Large scale means: more than 1 data center, more than one cluster/data center, more than 10K machines, more than 10 MW of power
What does performance mean: client-side performance is not the topic of this session, server-side, cluster/data-center side (including all comprising pieces) is, reliability, availability and scalability are included
Performance Monitoring: Why - cannot test extensively, need to react/fix problems quickly, Where - every server, every switch, every load balancer, etc., How - no need to save all the data. data != information
Monitoring Part 1 - live demo of dynolog demon: per second data, 300 seconds kept in memory, averages sent to central store, data easily available for collection and analysis
Monitoring Part 2 - Live performance testing: demo instant dyno, principle: control the load on some machines, keep the load at different levels, use existing monitoring to get information
Information: how many users can we serve and at what level, is there a problem, what should be done about it
Smart deployment guards against service/product failures
Performance Analysis - Part 1: find system performance graphs, find what resource is being exhausted, best case scenario - exhausting CPU, memory, disk, network, worst case scenario - system is "latency bound", demo analysis graphs and data for two production systems
Performance Analysis - Part 2: unix based tools: vmstat, isostat, top, ps, strace, php, /proc, several good reference books for optimizing Linux performance, additional tools for analyzing VMs, etc.
Benchmarking: why - because it can identify performance degradation in code as they are made, where - any piece of code that is sensitive to performance or cost, how - many open source tools: JMeter, grinder, FunkLoad, OpenSTA, etc., should run on a nightly basis, results should be analyzed by a human.

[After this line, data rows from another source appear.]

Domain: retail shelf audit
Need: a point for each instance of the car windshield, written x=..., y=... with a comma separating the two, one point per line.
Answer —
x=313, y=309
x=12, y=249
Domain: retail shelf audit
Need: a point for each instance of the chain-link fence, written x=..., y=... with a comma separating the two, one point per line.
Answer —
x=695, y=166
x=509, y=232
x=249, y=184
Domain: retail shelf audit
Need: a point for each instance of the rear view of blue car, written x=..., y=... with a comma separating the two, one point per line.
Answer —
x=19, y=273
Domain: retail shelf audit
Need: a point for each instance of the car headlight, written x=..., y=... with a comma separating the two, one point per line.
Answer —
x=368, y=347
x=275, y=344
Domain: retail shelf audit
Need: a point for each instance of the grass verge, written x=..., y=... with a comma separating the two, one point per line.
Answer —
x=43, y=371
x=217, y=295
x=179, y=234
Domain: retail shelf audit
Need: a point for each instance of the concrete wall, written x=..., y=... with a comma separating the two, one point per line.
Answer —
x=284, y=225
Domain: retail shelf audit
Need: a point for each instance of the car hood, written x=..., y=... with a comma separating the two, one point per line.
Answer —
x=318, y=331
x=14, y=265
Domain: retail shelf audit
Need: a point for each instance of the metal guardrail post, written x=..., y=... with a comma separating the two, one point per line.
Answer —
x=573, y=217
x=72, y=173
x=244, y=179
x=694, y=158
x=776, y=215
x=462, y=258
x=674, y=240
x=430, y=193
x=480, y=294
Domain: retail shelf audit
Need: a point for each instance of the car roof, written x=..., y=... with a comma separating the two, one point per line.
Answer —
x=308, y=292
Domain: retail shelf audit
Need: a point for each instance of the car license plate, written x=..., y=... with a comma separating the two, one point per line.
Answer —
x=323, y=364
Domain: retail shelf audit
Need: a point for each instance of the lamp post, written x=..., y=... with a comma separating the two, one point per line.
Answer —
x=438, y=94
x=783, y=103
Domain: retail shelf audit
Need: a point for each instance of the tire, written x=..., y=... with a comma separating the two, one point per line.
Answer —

Capacity Planning: goal: make sure there is enough capacity to support new features, new users and code degradation, requires planning at least a year ahead, gating factor is (usually) power available
Goranka Bjedov
Goranka Bjedov works as a Capacity Planning Engineer at Facebook. Her main interests include performance, capacity and reliability analysis. Prior to joining Facebook, Goranka has also spent five years performance testing at Google and worked for Network Appliance and AT&T Labs. Prior to that she was a professor at Purdue University. A speaker at numerous testing and performance conferences around the world, Goranka has authored many papers, presentations and two textbooks.